Binomial Example
This simple example using a binomial model will guide you through the process of performing Bayesin parameter estimation with Differential Evolution MCMC. Suppose we observe $N$ samples from a random binomial process and observe $k$ successes. Formally, this can be stated as:
\[k \sim \mathrm{Binomial}(N, \theta),\]
where $\theta$ is a parameter representing the probability of success. Our goal is to estimate the probability of success $\theta$ from the $k$. Let's assume the prior distribution of $theta$ is given by:
\[\theta \sim \mathrm{beta}(1, 1).\]
In this simple case, the posterior distribution of $\theta$ has a simple closed-form solution:
\[\theta_{|k} \sim \mathrm{beta}(1 + k, 1 + N - k).\]
We will use this fact to verify that the MCMC sampler is working correctly.
Load Packages
Our first step is to load the required packages including StatsPlots.jl
for plotting the MCMC chain.
using DifferentialEvolutionMCMC
using Random
using Distributions
using StatsPlots
Random.seed!(88484)
Random.TaskLocalRNG()
Define Data
Let's assume we make $N=10$ observations which produce $k=6$ successes.
data = (N = 10,k = 6)
(N = 10, k = 6)
The true posterior distribution is given by:
true_posterior = Beta(1 + 6, 1 + 4)
Distributions.Beta{Float64}(α=7.0, β=5.0)
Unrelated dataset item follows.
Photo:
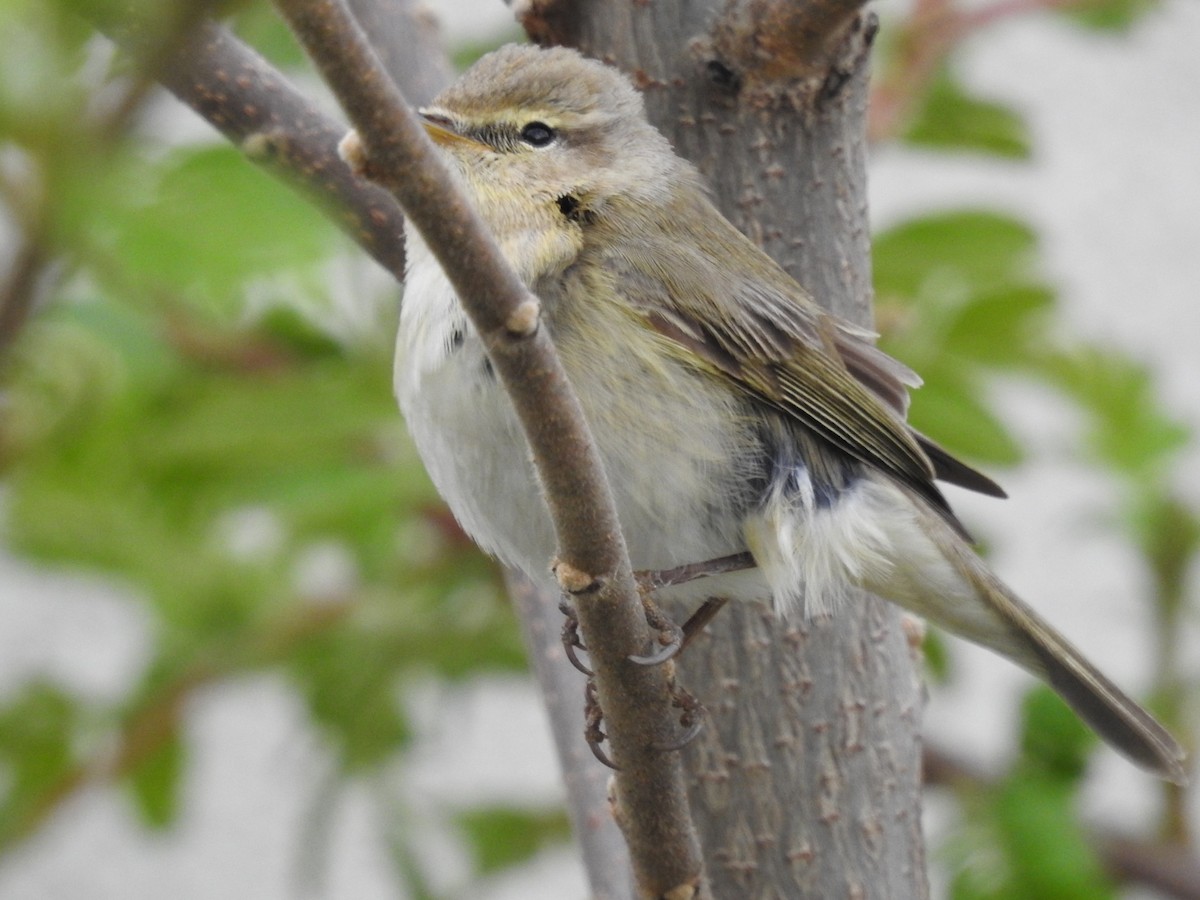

The maximum likelihood estimate of $\theta$ is
\[\hat{\theta}_\mathrm{MLE} = \frac{k}{N} = 0.60\]
The mean of the posterior of $\theta$ will be slightly less because our prior distribution encodes one failure and one success:
mean(true_posterior)
0.5833333333333334
Define Prior Log Likelihood Function
The next step is to define a function that passes our parameter $\theta$ and evaluates the log likelihood. The function to compute the prior log likelihood is as follows:
prior_loglike(θ) = logpdf(Beta(1, 1), θ)
prior_loglike (generic function with 1 method)
Define Sample Prior Distribution
Each particle in DifferentialEvolution must be seeded with an initial value. To do so, we define a function that returns the initial value. A common approach is to use the prior distribution as it is intended to encode likely values of $\theta$. The function for sampling from the prior distribution of $\theta$ is given in the following code block:
sample_prior() = rand(Beta(1, 1))
sample_prior (generic function with 1 method)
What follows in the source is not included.